Le droit à l’oubli

Le droit à l'oubli

Il est très désagréable de découvrir des informations personnelles en ligne ,via un moteur de recherche, qui peuvent nuire à sa « e-réputation ». Ces informations peuvent avoir été mises en ligne par la personne concernée mais parfois à son insu. Un moteur de recherche est une application qui balaie et « indexe » tous les contenus qu’il trouve sur internet associé à un mot clé ou une expression .
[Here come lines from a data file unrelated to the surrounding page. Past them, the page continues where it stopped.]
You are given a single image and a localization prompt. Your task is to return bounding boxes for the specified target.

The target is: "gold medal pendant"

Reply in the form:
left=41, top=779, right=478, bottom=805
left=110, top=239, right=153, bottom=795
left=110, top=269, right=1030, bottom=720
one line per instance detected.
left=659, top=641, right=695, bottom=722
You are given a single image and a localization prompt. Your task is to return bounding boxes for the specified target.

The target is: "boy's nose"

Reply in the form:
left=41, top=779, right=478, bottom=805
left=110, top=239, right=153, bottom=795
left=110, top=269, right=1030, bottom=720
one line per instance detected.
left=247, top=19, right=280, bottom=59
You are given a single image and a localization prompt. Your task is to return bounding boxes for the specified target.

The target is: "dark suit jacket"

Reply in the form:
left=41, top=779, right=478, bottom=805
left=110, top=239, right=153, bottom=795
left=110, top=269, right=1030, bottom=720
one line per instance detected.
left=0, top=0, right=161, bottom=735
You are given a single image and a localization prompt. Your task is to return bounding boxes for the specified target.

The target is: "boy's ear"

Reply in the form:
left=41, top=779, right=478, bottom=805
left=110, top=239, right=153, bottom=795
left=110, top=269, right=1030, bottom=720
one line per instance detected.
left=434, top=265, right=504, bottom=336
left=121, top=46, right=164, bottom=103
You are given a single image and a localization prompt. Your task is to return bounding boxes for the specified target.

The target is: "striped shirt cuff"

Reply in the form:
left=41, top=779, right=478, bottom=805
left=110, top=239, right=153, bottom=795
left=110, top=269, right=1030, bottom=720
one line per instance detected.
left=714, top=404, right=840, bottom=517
Qu’est ce que le droit à l’oubli ?

Il est désormais possible de faire disparaître une page contenant des informations personnelles que l’on ne souhaite pas voir exposer depuis l’arrêt de la Cour de justice de l’Union européenne (CJUE) du 13 mai 2014 qui admet : l’exploitant du moteur de recherche doit être considéré comme le «responsable» dudit traitement, au sens de la directive 95/46/CE sur la protection des données personnelles

  • La notion d’établissement retenue par la Cour est suffisamment large et comprend n’importe quelle filiale ou succursale en activité dans l’état membre concerné
  • « l’exploitant d’un moteur de recherche est obligé de supprimer de la liste de résultats, affichée à la suite d’une recherche effectuée à partir du nom d’une personne, des liens vers des pages web, publiées par des tiers et contenant des informations relatives à cette personne » en l’occurrence Google pour l’affaire examinée par la cour
  • Ce droit n’est cependant pas absolu. La suppression de telles données doit être appréciée au cas par cas et tout particulièrement si « l’intérêt prépondérant dudit public à avoir, du fait de cette inclusion, accès à l’information en question. »

Quelles sont les solutions ?

Deux solutions, indépendantes l’une de l’autre, permettent de demander le retrait d’informations personnelles :

  • Demander la suppression de ces informations au site d’origine ;
  • Demander à ce que ces informations ne soient plus indexées par les moteurs de recherche.

La première possibilité consiste à contacter directement le responsable du site d’origine qui dispose d’un délai de deux mois pour s’exécuter ou refuser de le faire. Toutes les informations de contact sont obligatoirement précisées dans les mentions légales ou les conditions générales d’utilisation du site. La CNIL met en ligne un modèle de courrier à adresser au responsable de site.

La deuxième possibilité s’impose à tous les moteurs de recherche ; Google a immédiatement mis en ligne un formulaire permettant de demander la suppression d’un ou plusieurs résultats de recherche. Il examine ensuite le bien fondé de cette demande au regard de la décision de la CJUE. Afin d’éviter les fraudes , Google exige des demandeurs la photocopie d’un document prouvant leur identité .

Dans les deux situations, en cas d’absence de réponse ou de désaccord, le demandeur peut saisir la CNIL via un formulaire de plainte en ligne ou par courrier. Il peut également saisir le tribunal compétent afin de vérifier ou ordonner les mesures nécessaires.

Les responsables de site peuvent aussi se plaindre devant la CNIL  en cas de désaccord avec la décision du moteur de recherche de désindexer leur page des résultats de recherche.